Time travel was more serious than he’d thought it would be. Mostly because everything he knew about the past had come from contemporary entertainment media.
On arriving in the past, the first thing he’d noticed was that fashions were not like he’d thought they’d be from everything he’d seen on TV. And the way people talked was different too. The way people had looked at him when he’d tried to ask for directions had made his skin crawl with self-consciousness. It felt as though he were an alien visiting from a far away planet.
And when he’d used the phone at the motel… The bill had left him cringing. Because while it wasn’t a lot of money, it had taken a big chunk out of the money he had on hand. It wasn’t like he’d been able to get a hold of a lot of old fashioned money before he’d traveled back in time.
Even the size of the bills was different from modern money!
He hadn’t realized that phone calls charged per minute, and that $0.10 a minute really added up when he was trying to get complex concepts across to someone on the other side of the country while using a scratchy line that kept cutting in and out. He’d had to repeat himself so many times that he’d worried he’d lose his voice.
When he’d time traveled, he’d thought it was going to be easy.
Sure, there was no Internet or GPS and finding people or places involved using phonebooks, but he’d been confident in his ability to handle things. But once he was in the past, nothing was as easy as he’d thought it would be.
There were phone booths, but using them involved carrying around a pocketful of dimes. And when he’d stepped into his first one across the street from the bus station, he’d been surprised by how filthy it was. Putting the handset against his ear had quickly taught him to always wipe off phonebooth handsets before using them. He still cringed away from the memory of other peoples’ ear grease touching his skin.
And the cars.
Every single one released a cloud of exhaust that wreaked havoc with his asthma.
He’d been surprised on first seeing the sky during the day. There was a perpetual haze that left everything with a creepy orange hue that made him think of that old crank conspiracy about the sun being replaced.
He’d never experienced so much air pollution in his life. The air quality outside was terrible, and whenever he went into a public place the air was thick with clouds of cigarette smoke, to the point that his first visit to a diner had left him horrified by the reek and he hated the way the smell clung to his hair, skin, and clothes. He didn’t think his lungs were ever going to fully recover.
But at least he had completed his mission.
It was with a sense of relief that he returned to his own time. Where the sun was bright, the sky was clear, and he could draw in a deep breath without instantly feeling as though he were going to die from the pollution.
He cradled his smartphone against his chest and promised to never let it go.
Because while the future had its own difficulties to deal with, the past was not the utopia he’d fantasized it would be. TV and movies had lied to him. Or maybe he’d lied to himself by not learning about the little details about the past, the things they never focused on in time travel stories. The casual miseries that people back then were so used to that they didn’t even notice.
Starting at $0.10 a minute and stretching to encompass the horribly pervasive cigarette smell that was everywhere, giving the walls and the sky a yellowish tint that couldn’t be washed away no matter how hard he scrubbed his skin. He no longer fantasized about traveling back in time to make a fabulous life for himself. Instead, he was grateful he was born in the future where a loaf of bread cost more money, but where he could order anything he wanted online and have it delivered direct to his door.

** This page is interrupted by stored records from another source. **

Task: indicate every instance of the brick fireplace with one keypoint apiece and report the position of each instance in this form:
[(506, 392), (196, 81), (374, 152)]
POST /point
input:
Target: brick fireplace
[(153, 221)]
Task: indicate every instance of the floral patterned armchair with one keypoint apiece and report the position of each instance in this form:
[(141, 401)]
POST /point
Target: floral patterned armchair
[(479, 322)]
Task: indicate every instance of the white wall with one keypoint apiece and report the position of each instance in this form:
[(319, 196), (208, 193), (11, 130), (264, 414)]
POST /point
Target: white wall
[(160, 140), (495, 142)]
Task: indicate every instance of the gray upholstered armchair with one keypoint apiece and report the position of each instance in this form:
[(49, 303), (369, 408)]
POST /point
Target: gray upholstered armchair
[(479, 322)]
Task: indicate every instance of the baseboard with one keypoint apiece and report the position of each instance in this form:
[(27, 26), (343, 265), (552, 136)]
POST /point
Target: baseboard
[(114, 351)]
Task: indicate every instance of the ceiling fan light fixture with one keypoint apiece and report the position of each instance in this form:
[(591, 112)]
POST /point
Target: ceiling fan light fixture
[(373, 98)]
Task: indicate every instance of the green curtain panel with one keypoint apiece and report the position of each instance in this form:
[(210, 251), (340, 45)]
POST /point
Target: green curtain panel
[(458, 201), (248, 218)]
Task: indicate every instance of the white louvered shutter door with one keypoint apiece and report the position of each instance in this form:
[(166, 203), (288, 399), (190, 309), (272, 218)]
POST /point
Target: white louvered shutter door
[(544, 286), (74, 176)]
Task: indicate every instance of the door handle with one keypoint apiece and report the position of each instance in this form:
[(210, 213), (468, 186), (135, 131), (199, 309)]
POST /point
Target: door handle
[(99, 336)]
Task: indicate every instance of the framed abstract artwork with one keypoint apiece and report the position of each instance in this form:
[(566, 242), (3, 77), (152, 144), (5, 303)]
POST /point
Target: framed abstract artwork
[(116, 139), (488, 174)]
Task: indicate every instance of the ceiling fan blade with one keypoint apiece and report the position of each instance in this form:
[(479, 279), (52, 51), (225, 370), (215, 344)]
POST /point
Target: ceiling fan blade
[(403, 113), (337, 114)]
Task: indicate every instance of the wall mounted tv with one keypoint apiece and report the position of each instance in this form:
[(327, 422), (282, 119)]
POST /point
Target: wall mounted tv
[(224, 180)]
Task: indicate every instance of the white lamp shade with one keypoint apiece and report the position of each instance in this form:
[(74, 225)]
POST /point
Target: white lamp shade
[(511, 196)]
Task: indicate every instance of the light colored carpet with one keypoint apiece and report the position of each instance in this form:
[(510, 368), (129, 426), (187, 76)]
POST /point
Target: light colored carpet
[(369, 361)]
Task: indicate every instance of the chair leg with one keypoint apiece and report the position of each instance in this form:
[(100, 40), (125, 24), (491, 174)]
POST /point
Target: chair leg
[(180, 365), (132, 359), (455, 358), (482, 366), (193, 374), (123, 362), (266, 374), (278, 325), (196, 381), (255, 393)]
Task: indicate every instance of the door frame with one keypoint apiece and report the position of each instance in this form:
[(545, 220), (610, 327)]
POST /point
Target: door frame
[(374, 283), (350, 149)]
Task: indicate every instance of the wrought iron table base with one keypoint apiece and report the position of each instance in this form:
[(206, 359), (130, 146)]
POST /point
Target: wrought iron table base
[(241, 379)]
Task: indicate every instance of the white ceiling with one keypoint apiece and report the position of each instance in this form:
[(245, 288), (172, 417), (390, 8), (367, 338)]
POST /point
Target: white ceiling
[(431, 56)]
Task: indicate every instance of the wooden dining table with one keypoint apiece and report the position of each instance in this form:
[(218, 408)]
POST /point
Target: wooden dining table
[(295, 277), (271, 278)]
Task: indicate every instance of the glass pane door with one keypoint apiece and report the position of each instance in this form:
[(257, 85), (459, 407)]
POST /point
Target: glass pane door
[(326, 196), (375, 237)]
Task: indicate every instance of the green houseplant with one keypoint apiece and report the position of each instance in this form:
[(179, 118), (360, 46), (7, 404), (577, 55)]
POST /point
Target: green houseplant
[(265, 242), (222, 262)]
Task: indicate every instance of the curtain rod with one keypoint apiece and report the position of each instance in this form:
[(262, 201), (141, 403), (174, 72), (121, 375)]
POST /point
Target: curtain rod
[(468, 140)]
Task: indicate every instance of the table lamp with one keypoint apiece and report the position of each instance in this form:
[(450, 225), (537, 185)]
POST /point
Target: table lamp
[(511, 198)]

Time travel was more serious than he’d thought it would be, but it had taught him to appreciate the moment he was in. Because the past was never as good as someone remembered it to be, and the future was never as bad as someone imagined it would be. It was the contemporary moments that mattered because they never lasted.
Time was always moving. And at $0.10 a minute, the bill would always add up, and would always need to be paid. So why not enjoy the moment he was in. The Now that would someday be looked back on as a Then.